The Aurora Bridge's height and easy pedestrian access have long made it a popular location for suicide jumpers. In fact, the first person to leap to their death from the bridge did so while it was still under construction, in 1932. It took us until 2006 to install six emergency phones and 18 signs to encourage people to seek help instead of jumping. People even put up home-made stickers that asked people not to jump and call a suicide hotline instead. Someone even posted their own number "call me! I care about YOU!"
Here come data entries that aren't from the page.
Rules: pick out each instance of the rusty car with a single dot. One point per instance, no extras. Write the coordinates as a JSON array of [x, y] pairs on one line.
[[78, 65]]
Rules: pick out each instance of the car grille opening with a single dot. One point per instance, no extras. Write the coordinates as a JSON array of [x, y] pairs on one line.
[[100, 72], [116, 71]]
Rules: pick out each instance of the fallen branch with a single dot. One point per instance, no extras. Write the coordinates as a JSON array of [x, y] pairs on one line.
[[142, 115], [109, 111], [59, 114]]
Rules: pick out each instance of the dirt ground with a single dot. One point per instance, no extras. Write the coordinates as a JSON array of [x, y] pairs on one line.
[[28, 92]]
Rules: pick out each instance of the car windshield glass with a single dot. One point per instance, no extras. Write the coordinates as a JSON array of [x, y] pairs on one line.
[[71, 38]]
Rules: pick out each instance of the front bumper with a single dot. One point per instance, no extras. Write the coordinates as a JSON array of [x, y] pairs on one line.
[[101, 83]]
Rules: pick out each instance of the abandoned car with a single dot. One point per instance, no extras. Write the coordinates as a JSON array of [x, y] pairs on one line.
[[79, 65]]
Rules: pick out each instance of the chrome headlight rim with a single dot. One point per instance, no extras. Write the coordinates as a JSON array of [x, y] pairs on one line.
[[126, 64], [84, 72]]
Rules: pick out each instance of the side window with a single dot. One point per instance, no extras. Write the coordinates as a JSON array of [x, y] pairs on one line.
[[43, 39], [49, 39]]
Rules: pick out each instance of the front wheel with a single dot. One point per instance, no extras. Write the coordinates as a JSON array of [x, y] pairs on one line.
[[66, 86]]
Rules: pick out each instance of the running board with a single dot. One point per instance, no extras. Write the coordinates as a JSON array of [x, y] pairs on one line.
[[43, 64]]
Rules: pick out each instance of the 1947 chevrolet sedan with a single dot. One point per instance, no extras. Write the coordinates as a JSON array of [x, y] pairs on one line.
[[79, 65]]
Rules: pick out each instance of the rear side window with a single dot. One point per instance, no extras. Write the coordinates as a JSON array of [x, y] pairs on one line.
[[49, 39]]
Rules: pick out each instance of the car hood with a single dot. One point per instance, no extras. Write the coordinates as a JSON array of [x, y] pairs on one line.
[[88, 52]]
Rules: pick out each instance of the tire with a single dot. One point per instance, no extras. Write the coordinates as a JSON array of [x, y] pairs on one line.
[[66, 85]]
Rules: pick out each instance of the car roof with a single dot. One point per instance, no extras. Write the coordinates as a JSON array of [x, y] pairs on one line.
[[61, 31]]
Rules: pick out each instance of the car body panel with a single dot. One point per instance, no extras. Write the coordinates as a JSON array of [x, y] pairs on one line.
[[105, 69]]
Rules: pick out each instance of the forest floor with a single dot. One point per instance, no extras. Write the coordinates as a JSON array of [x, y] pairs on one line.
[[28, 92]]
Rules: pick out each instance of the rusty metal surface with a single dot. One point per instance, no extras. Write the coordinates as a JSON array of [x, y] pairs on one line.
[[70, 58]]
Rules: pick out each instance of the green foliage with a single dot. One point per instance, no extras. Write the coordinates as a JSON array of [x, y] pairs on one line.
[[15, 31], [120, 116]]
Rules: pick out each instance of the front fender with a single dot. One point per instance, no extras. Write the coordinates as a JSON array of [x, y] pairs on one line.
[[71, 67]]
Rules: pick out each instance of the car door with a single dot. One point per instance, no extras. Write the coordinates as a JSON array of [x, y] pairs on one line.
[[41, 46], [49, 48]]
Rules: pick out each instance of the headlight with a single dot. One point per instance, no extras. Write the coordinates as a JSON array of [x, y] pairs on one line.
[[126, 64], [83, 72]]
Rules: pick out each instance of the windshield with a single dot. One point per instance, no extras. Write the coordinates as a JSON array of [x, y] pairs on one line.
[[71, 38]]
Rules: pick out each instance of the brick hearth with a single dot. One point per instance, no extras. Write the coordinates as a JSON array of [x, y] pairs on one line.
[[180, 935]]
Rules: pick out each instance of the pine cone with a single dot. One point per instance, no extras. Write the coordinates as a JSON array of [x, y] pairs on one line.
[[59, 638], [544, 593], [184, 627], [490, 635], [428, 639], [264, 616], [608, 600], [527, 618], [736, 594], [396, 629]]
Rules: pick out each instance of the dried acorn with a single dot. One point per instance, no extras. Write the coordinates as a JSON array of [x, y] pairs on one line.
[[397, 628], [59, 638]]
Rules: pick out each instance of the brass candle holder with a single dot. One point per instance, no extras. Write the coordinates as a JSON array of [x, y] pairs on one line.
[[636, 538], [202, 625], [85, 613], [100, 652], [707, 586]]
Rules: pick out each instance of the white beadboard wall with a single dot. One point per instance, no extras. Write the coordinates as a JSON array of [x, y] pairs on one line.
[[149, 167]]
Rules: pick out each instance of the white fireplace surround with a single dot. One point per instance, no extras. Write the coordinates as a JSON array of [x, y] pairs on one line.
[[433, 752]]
These fences are a beautiful thing, when you consider their potential. If only a couple of people turn away a year, it is money well spent. The Aurora Bridge is the No. 2 bridge for suicides in North America. It was No. 3 until Toronto fenced their bridge. In fact, since they put up that fence, there have been no suicides. This has happened at every bridge where they have installed fences. That is goodness. One week in 2009, three people jumped from the bridge, two of them "successfully." True, you will not stop someone determined to end themselves, but you will stop impulse jumpers and people who might reconsider. One statistic we heard recently said that of all the people who came close to jumping, but turned back, 94% don't ever come close again. If these fences buy the despondent two minutes to think, then, in our booklet, that's five million dollars well spent. Seeing these fences go up makes our hearts sing.